Jeremy Eichler’s new book, which has been shortlisted for the Baillie Gifford Prize for non fiction, sets out to show how, of all the major art forms, music most successfully enables us to comprehend and memorialise the past.

He draws in particular detail on three major works: Arnold Schoenberg’s cantata A Survivor from Warsaw (1947), written in tribute to victims of the Holocaust; Benjamin Britten’s War Requiem (1962), composed for the reconsecration of Coventry Cathedral, destroyed during the Second World War; and Dmitri Shostakovich’s 13th Babi Yar Symphony, partly inspired by Jewish suffering in Soviet Russia.

And he illuminates his argument with discussions of Bildung, the German notion that art can ennoble and educate its practitioners and adherents, Innerlichkeit, defined by the author Thomas Mann as the “purest sincerity of thought and conscience”, and contradictory offerings from the philosopher Theodor Adorno, who famously claimed that no poetry should be written after Auschwitz.

Eichler takes his reader on a stimulating and often provocative journey. It includes the return of German patriot and Christian covert Schoenberg to his Jewish roots in the face of Nazism, and Richard Strauss’s opportunistic career in which he was happy to cosy up to the Nazis as long as it helped enhance his status as a composer, all the while collaborating on the opera Die schweigsame Frau with the Jewish novelist Stefan Zweig.

He looks at Shostakovich’s see-saw relationship with the Soviet Communist Party, which saw him one moment regarded as a patriotic hero, the next a villain forced to denounce his own formalist music, and Britten’s pacifism, one that did not prevent him travelling to perform with Yehudi Menuhin in Belsen once the war was won (despite the experience, his War Requiem was more a commentary on the First World War than the one it was intended to commemorate and makes no reference whatsoever to the Holocaust).

Rather than test his proposition by discussing other art forms with abstract traditions, such as poetry and painting, Eichler chooses to pit music against commemorative monuments, most tellingly in connection with Babi Yar, where the Nazis massacred tens of thousands of people, many of them Jews, during their occupation of the Soviet Union.

(“There is no monument at Babi Yar”, Yevtushenko’s text for Shostakovich’s 13th Symphony begins. Last year, the Russians fired missiles at the monument that had finally been erected there.) As a result, we fail to understand why, of all the muses, music is “first among equals”.

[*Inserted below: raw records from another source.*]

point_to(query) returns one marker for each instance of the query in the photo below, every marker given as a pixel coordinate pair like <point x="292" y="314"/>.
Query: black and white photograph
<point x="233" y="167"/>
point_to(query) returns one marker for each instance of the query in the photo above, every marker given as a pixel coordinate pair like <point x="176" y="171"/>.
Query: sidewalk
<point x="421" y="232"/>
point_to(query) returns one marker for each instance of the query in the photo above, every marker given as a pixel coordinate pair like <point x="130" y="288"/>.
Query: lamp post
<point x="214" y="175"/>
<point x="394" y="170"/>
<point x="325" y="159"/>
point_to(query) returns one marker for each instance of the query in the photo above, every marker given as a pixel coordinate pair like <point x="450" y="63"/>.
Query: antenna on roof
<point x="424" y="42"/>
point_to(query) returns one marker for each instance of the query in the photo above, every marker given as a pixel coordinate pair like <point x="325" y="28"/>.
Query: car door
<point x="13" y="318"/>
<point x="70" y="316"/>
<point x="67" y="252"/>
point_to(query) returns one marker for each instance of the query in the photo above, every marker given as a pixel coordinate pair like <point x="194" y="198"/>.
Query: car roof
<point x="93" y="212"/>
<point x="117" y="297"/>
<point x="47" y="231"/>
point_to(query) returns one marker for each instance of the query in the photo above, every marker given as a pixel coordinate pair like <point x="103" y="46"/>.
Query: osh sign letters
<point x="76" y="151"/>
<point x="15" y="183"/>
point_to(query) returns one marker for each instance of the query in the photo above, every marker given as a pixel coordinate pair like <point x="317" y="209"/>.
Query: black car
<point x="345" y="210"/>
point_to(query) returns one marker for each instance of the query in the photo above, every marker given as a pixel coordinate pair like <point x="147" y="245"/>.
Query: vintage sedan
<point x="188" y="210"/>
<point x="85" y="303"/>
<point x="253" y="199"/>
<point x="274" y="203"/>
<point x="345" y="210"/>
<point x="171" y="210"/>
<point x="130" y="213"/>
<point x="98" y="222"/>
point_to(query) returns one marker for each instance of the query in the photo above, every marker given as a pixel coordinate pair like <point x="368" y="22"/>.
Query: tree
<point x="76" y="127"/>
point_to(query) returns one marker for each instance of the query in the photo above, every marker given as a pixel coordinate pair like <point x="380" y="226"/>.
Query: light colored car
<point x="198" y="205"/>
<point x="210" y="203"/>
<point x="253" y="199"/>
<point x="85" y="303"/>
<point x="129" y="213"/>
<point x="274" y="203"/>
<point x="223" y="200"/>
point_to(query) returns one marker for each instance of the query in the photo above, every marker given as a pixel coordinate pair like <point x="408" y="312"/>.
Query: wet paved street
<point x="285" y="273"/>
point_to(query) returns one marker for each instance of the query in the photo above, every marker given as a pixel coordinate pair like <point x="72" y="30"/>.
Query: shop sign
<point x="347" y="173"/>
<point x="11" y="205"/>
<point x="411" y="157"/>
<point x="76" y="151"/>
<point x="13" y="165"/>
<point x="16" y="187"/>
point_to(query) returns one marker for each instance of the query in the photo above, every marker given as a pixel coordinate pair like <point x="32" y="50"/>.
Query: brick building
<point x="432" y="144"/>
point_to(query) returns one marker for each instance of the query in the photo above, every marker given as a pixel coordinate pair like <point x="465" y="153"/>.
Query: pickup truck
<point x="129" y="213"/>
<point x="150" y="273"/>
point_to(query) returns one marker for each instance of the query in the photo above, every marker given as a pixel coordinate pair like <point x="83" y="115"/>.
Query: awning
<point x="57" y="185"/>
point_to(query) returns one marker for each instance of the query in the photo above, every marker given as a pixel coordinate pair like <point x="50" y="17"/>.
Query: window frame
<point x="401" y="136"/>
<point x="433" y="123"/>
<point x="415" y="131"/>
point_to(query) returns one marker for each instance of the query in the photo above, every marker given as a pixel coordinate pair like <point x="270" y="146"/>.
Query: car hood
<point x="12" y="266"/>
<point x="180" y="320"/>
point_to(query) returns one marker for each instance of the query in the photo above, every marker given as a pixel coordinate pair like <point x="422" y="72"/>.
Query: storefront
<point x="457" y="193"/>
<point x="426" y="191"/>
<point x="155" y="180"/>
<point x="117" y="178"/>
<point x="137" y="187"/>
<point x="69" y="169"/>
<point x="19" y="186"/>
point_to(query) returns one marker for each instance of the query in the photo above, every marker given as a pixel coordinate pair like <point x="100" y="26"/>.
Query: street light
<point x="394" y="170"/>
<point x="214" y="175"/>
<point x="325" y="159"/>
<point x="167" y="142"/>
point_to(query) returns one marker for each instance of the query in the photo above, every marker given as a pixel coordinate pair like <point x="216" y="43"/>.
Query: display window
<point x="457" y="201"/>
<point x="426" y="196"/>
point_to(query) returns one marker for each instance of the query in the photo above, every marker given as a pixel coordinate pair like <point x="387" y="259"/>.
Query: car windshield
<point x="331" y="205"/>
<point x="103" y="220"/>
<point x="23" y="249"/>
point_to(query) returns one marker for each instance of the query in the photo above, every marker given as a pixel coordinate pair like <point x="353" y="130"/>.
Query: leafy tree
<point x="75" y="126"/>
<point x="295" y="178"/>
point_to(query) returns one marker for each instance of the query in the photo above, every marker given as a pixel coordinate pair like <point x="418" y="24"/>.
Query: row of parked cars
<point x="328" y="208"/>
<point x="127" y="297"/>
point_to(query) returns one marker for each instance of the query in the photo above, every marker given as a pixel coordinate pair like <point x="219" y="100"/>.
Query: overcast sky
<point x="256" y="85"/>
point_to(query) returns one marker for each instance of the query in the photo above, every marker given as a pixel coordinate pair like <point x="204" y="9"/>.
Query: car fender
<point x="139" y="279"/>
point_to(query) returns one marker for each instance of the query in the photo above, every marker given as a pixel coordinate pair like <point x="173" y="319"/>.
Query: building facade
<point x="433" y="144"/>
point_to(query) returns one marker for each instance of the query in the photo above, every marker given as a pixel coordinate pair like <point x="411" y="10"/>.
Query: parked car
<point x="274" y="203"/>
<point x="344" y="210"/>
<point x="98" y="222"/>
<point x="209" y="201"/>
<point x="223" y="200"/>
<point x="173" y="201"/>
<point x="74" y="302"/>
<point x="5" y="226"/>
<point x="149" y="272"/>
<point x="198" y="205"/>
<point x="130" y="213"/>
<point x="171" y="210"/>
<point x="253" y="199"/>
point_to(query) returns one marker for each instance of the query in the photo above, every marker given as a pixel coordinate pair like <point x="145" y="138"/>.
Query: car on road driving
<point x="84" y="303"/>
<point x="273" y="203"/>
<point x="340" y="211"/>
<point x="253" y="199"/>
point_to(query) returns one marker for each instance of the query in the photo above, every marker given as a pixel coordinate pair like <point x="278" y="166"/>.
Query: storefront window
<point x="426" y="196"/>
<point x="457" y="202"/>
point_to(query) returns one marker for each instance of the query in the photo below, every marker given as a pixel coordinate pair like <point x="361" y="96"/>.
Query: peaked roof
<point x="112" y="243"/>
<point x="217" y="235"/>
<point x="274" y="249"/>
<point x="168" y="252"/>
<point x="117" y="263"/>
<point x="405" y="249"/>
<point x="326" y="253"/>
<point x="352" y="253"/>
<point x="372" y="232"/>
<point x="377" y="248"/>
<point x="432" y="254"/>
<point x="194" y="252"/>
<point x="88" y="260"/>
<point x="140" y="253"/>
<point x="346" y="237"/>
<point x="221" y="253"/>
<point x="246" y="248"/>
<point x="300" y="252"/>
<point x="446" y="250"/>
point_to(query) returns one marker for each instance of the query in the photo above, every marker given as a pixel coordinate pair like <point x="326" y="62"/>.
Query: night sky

The later fractured, elliptical verse of Paul Celan, for instance, is surely as powerful and appropriate a response to Nazi barbarism as Schoenberg’s atonality. Adorno, who admired Celan, might have considered the poet better-equipped for the task.

Though he initially celebrated the discordant notes of Survivor from Warsaw as appropriate to its subject matter, he eventually attacked Schoenberg’s composition on the grounds that “the victims are turned into works of art, tossed out to be gobbled up by the world that did them in”.

Non-vocal music, such as Shostakovich’s 7th “Leningrad” Symphony, referenced by Eichler and abstract rather than representational, would, in this reading, make for better memorials.

Did any of Eichler’s subjects set out to compose with the intention of documenting current affairs? Eichler sees Innerlichkeit’s separation of politics and culture as “a seductive chimera of German Romantic thought” and yearns for a return to Bildung-like ideals (strange in light of his chosen period, filled with examples of highly cultured men who had no qualms about genocide.)

Most composers set out to write music for music’s sake though circumstances can constrain them to become unwilling chroniclers of their times. Even then, music is an art form better-suited to reflection than narration.

Adorno saw that Beethoven’s life-affirming, middle-period music mirrored an era full of hope and promise while his later work, foreshadowing Schoenberg in its fractured dissonance, resounded with the clangour of youthful ideals subverted. Schoenberg’s own atonality, of course, perfectly reflected his age.

Eichler’s intelligent, thought-provoking book gives rise more to debate than certainty. Yet this is as much a function of its abstract subject; certainly it is no less successful for it.